J’espère que non. Des menaces pèsent aujourd’hui dans la province de Mossoul en Irak et dans la province du Khabour en Syrie. Ironie du sort, ceux du Khabour sont les enfants des déportés des massacres d'Irak de 1933, eux-mêmes rescapés du génocide de 1915 sous l'Empire ottoman. Mais peut-on aller jusqu’à dire qu’il y aurait extinction ? Je ne pense pas. Le génocide de 1915 a été un moment tragique pour la communauté. Mais elle n’a pas disparu pour autant. Des Assyro-chaldéens, vivant aujourd’hui en diaspora, vont reconstruire leurs villages et restaurer des églises. L’attachement à ces terres de Mésopotamie est immense.
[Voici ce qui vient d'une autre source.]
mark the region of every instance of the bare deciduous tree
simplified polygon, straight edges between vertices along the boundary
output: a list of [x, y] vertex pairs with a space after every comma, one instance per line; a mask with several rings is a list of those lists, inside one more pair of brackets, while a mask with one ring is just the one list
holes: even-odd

En témoignent les Assyro-chaldéens qui avaient fui pour s’installer dans des villages du Caucase, dans l’actuelle Arménie et l’actuelle Géorgie. À Verin Dvin (Arménie), les persécutions et le régime communiste ont entraîné une rupture totale avec le pays. L’athéisme a provoqué la fermeture de tous les lieux de culte. Malgré cela, ils parlent tous aujourd’hui l’araméen et ont rouvert leurs églises. La maire du village est assyro-chaldéenne. La moitié des rues porte des noms assyriens. Malgré les difficultés, la communauté reste attachée à sa terre et à son identité.